Previously on this blog we have discussed certain estate planning tools that can be utilized to address issues that are less often thought of during the estate planning process. While most people are familiar with wills and trusts and will use one or a combination of both of these to dictate how their estate will be distributed upon their death, these are not the only documents that are important when creating an estate plan. We have previously looked at the healthcare power of attorney, which names an individual to make healthcare decisions in the event of incapacitation. This week we briefly want to touch on the living will.
The purpose of the living will is to allow an individual to dictate the types of medical treatment, including life-saving care, which he or she would like to receive in the event of incapacitation. Therefore, this legal vehicle is similar to a power of attorney, but it ultimately leaves the decision-making power with the individual who creates the document and who may later become incapacitated.
However, a third-party can be named in this will, thereby shifting the decision-making process to him or her in the event of incapacitation.

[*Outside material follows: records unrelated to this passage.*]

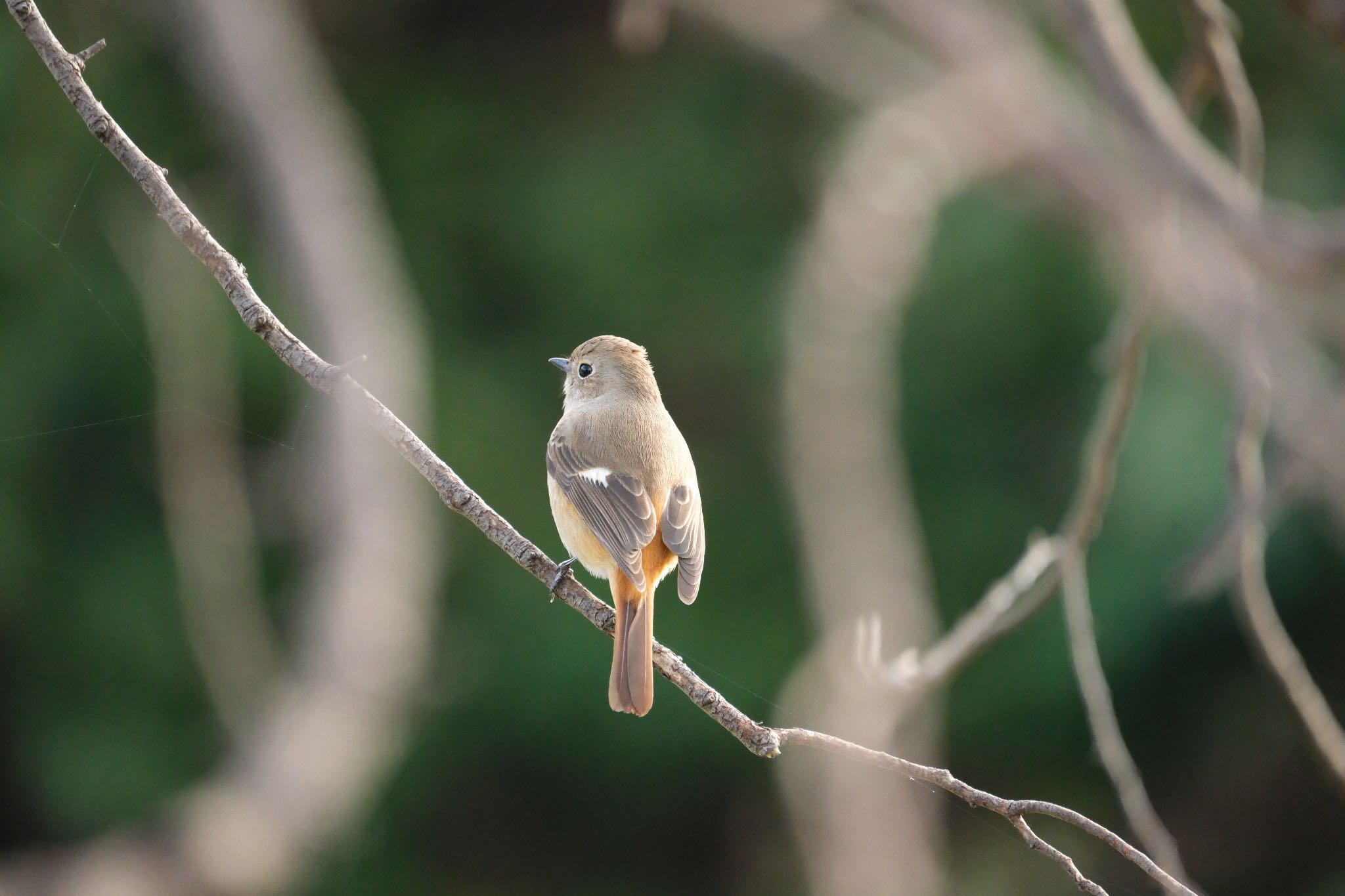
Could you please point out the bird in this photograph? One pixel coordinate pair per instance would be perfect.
(626, 500)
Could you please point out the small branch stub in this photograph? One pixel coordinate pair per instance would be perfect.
(89, 53)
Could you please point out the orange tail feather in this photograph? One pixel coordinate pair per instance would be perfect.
(631, 685)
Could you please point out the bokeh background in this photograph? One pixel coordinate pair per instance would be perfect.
(545, 187)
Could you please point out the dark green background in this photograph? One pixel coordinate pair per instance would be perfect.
(546, 188)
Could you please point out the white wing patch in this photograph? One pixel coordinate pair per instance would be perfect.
(596, 475)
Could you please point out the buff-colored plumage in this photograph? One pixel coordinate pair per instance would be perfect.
(625, 498)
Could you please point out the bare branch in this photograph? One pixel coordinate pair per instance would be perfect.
(1256, 608)
(1102, 716)
(1214, 32)
(1011, 809)
(1033, 842)
(328, 379)
(1034, 578)
(455, 494)
(204, 479)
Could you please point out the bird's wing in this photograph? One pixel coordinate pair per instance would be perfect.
(684, 534)
(612, 503)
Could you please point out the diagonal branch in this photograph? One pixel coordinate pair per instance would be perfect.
(455, 494)
(1102, 716)
(1011, 809)
(1252, 599)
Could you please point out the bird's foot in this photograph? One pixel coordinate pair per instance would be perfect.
(562, 571)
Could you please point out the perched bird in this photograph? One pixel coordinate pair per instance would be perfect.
(625, 499)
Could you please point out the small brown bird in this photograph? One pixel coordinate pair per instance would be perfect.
(625, 499)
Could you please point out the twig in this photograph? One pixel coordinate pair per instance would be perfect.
(761, 739)
(1254, 602)
(1214, 30)
(1033, 580)
(1102, 716)
(1011, 809)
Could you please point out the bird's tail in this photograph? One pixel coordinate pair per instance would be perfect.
(631, 685)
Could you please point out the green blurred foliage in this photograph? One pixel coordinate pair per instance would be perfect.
(546, 188)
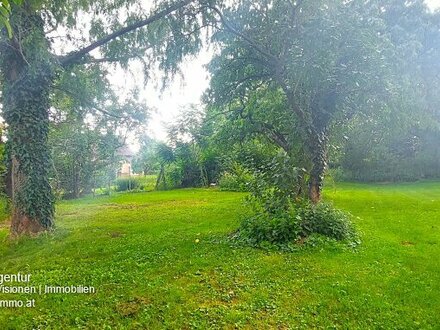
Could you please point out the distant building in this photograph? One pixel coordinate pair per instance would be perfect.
(126, 156)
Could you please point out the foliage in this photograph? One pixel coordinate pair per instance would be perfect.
(146, 244)
(324, 219)
(5, 11)
(282, 224)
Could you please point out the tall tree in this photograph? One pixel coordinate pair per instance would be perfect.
(118, 32)
(328, 58)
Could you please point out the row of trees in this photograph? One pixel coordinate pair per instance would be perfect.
(293, 79)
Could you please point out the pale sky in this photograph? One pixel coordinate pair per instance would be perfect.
(177, 95)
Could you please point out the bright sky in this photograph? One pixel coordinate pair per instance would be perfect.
(176, 96)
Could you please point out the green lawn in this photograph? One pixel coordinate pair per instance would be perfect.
(162, 260)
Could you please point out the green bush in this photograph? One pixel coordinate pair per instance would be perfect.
(274, 229)
(235, 181)
(295, 222)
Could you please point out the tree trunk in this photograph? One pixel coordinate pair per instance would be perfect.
(28, 76)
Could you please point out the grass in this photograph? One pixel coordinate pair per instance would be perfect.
(162, 260)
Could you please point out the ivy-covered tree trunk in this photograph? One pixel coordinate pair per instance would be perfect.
(28, 76)
(318, 154)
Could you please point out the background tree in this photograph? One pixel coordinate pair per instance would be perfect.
(30, 63)
(329, 60)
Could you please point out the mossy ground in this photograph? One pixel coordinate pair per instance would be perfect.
(163, 260)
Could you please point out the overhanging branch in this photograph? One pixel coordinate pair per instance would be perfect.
(77, 55)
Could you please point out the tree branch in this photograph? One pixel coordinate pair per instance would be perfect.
(77, 55)
(251, 42)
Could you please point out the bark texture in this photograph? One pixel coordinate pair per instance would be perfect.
(28, 74)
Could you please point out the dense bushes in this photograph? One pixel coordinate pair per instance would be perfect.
(296, 222)
(238, 179)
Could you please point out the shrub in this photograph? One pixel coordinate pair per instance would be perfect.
(263, 227)
(324, 219)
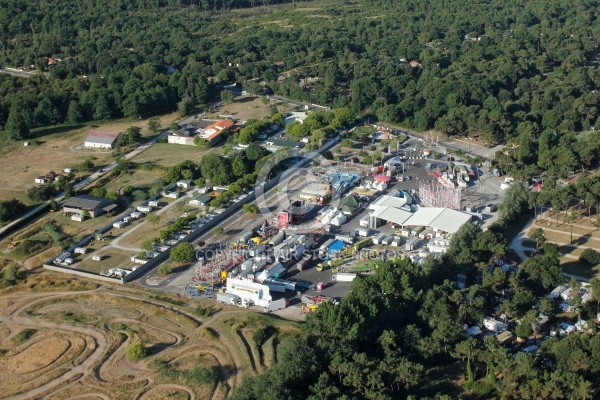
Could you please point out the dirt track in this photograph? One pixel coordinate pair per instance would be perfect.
(107, 321)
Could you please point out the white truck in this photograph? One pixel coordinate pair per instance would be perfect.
(254, 251)
(275, 240)
(325, 246)
(343, 277)
(229, 298)
(276, 305)
(378, 239)
(362, 232)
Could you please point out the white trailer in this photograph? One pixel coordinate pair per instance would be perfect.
(229, 298)
(345, 239)
(386, 241)
(257, 250)
(275, 286)
(411, 244)
(298, 252)
(245, 238)
(309, 243)
(325, 246)
(276, 305)
(362, 232)
(343, 277)
(275, 240)
(251, 293)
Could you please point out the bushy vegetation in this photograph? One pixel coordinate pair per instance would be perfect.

Some may find this route beneficial, as there may be disagreements about the language in a living will that jeopardizes critical treatment. If a third party is named in a living will, though, then he or she can advocate for what he or she believes is best for the incapacitated individual.
Deciding whether to create a living will can be a challenging endeavor. Of course, it requires contemplation of one’s own declining health and death, but for many it is also a financial consideration. A lot of people don’t want to see their estates depleted by expensive medical care, so they may opt to limit the care they will receive once incapacitated with the hopes that it will better financially provide for their loved ones. With so much to consider, it is often best to thoroughly discuss these matters with loved ones and an estate planning legal professional.